If an employee returns to work, and contracts coronavirus, he or she has more limited options.

In Arizona, an employee is generally not allowed to sue his or her employer for negligence, premises liability or otherwise, unless there is an exceptional circumstance.

Instead, the employee would bring a Workers’ Compensation claim, which is an exclusive remedy.

For such a claim, the employee does not need to prove that the employer breached a duty (e.g., to keep the premises safe).

However, among other things, the employee must prove legal causation, namely that he or she contracted the coronavirus while on the job --- thus entitling him or her to workers’ compensation benefits. The benefits can include coverage of medical bills and a percentage of lost earnings, but they do not include pain and suffering, which is a damage available under a negligence and premises liability claim.

Some states, like California, have issued orders that create a rebuttable presumption that an essential worker who is infected with Coronavirus contracted the virus on the job.

Thus, the worker does not need to prove that he or she contracted the virus on the job and, instead, the burden is on the employer to prove otherwise.

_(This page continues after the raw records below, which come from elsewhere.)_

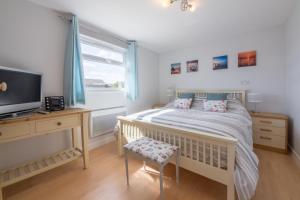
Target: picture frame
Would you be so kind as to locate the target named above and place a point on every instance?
(220, 62)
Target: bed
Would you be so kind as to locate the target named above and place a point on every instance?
(215, 145)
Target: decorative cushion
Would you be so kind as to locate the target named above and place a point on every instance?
(217, 96)
(183, 103)
(186, 96)
(154, 150)
(215, 106)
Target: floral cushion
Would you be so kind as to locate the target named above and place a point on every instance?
(154, 150)
(183, 103)
(215, 106)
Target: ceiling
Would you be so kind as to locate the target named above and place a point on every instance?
(164, 29)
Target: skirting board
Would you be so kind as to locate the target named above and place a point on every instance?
(101, 140)
(295, 154)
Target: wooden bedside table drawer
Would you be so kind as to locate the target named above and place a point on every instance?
(270, 130)
(270, 140)
(269, 122)
(12, 131)
(57, 123)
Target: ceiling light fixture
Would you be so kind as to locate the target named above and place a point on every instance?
(185, 4)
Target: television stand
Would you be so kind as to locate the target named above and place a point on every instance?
(37, 125)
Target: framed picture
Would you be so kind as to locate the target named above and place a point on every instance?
(247, 59)
(220, 62)
(192, 66)
(175, 68)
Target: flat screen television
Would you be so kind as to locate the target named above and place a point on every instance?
(20, 91)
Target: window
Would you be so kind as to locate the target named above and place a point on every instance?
(104, 66)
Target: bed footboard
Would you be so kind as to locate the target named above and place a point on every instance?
(206, 154)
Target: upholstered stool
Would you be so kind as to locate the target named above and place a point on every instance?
(155, 152)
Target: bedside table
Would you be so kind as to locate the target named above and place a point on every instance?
(270, 131)
(158, 105)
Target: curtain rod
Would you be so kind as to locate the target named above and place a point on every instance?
(67, 19)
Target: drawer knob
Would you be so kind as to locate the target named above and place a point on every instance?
(265, 122)
(265, 138)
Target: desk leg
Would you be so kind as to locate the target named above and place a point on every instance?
(75, 138)
(85, 139)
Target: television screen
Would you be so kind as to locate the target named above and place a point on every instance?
(20, 87)
(19, 90)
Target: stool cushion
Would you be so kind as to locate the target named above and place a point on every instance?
(154, 150)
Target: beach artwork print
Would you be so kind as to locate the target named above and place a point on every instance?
(220, 62)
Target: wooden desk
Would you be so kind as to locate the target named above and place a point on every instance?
(37, 125)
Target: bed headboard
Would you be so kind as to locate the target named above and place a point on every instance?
(232, 93)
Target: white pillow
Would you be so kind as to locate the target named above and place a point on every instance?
(215, 105)
(183, 103)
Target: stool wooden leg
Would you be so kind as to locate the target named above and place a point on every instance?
(177, 166)
(161, 175)
(126, 167)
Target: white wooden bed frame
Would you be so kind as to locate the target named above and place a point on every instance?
(200, 151)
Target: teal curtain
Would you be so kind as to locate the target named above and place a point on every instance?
(73, 72)
(132, 78)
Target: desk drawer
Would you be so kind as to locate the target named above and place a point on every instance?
(269, 122)
(270, 130)
(57, 123)
(12, 131)
(269, 140)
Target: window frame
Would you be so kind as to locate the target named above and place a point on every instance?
(84, 39)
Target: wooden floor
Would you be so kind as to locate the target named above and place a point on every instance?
(279, 179)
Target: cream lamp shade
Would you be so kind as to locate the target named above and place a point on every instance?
(255, 98)
(170, 93)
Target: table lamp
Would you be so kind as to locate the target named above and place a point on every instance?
(255, 98)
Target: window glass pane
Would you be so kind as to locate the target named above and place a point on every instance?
(101, 52)
(103, 75)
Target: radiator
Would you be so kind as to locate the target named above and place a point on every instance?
(103, 121)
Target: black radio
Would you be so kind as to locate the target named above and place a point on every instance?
(54, 103)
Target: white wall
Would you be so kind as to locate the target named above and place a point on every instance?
(268, 77)
(148, 81)
(293, 72)
(34, 38)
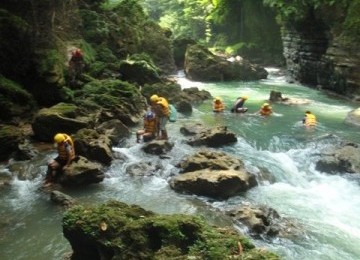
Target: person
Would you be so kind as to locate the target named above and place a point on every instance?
(238, 105)
(66, 153)
(265, 109)
(309, 119)
(150, 128)
(76, 64)
(218, 105)
(162, 111)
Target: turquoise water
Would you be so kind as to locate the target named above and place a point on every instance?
(325, 207)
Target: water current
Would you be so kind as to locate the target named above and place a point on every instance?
(326, 207)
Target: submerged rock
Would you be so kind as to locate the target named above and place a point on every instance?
(119, 231)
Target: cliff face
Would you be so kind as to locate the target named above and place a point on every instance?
(319, 53)
(38, 36)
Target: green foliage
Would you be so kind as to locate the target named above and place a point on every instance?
(133, 233)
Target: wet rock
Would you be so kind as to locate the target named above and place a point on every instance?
(207, 159)
(353, 117)
(62, 199)
(94, 146)
(220, 184)
(344, 159)
(264, 221)
(214, 137)
(82, 172)
(157, 147)
(118, 231)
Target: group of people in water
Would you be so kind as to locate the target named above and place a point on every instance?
(309, 119)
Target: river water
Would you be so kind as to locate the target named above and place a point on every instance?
(326, 207)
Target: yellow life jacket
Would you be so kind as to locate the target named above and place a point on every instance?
(310, 120)
(218, 106)
(264, 111)
(150, 126)
(164, 111)
(63, 153)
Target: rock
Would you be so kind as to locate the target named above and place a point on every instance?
(264, 221)
(207, 159)
(202, 65)
(344, 159)
(62, 199)
(212, 137)
(353, 117)
(60, 118)
(118, 231)
(94, 146)
(82, 172)
(219, 184)
(157, 147)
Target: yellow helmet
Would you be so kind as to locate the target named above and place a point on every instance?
(154, 98)
(59, 138)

At this time, Arizona has not adopted the rebuttable presumption standard.

Conclusion

We are in unprecedented times and it is likely, absent a federal or state liability shield for business, that there will be a flurry of personal injury claims filed by business customers and workers’ compensation claims filed by employees asserting they contracted COVID-19 at the business and suffered damages or are otherwise entitled to benefits.

While causation will be a steep hurdle to overcome for these claimants, the time and expense for business owners and/or their insurers to defend will be very real.

Businesses that adhere to the CDC, OSHA, state and local guidelines for operations and can prove compliance will be best situated to avoid prospective lawsuits and prevail if one is filed.

Editor's note: Marc Lamber is a trial attorney at Fennemore Craig.